Task-Specific Design Optimization and Fabrication for Inflated-Beam Soft Robots with Growable Discrete Joints

Soft robot serial chain manipulators with the capability for growth, stiffness control, and discrete joints have the potential to approach the dexterity of traditional robot arms, while improving safety, lowering cost, and providing an increased workspace, with potential application in home environments. This paper presents an approach for design optimization of such robots to reach specified targets while minimizing the number of discrete joints and thus construction and actuation costs. We define a maximum number of allowable joints, as well as hardware constraints imposed by the materials and actuation available for soft growing robots, and we formulate and solve an optimization problem to output a robot design, i.e., the total number of potential joints and their locations along the robot body, which reaches all the desired targets. We then rapidly construct the resulting soft growing robot design using readily available, low-cost materials, and we demonstrate its ability to reach the desired targets. Finally, we use our algorithm to evaluate the ability of this design to reach new targets, and we demonstrate the algorithm's utility as a design tool to explore robot capabilities given various constraints and objectives.

Human-centered Control of a Growing Soft Robot for Object Manipulation

We present a user-friendly interface to teleoperate a soft robot manipulator in a complex environment. Key components of the system include a manipulator with a grasping end-effector that grows via tip eversion, gesture-based control, and haptic display to the operator for feedback and guidance. In the initial work, the operator uses the soft robot to build a tower of blocks, and future works will extend this to shared autonomy scenarios in which the human operator and robot intelligence are both necessary for task completion.

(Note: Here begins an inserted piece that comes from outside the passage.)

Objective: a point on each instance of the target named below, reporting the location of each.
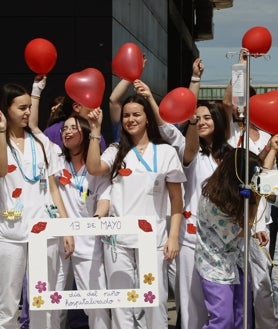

Human Interface for Teleoperated Object Manipulation with a Soft Growing Robot

Soft growing robots are proposed for use in applications such as complex manipulation tasks or navigation in disaster scenarios. Safe interaction and ease of production promote the usage of this technology, but soft robots can be challenging to teleoperate due to their unique degrees of freedom. In this paper, we propose a human-centered interface that allows users to teleoperate a soft growing robot for manipulation tasks using arm movements. A study was conducted to assess the intuitiveness of the interface and the performance of our soft robot, involving a pick-and-place manipulation task. The results show that users completed the task with a success rate of 97%, achieving placement errors below 2 cm on average. These results demonstrate that our body-movement-based interface is an effective method for control of a soft growing robot manipulator.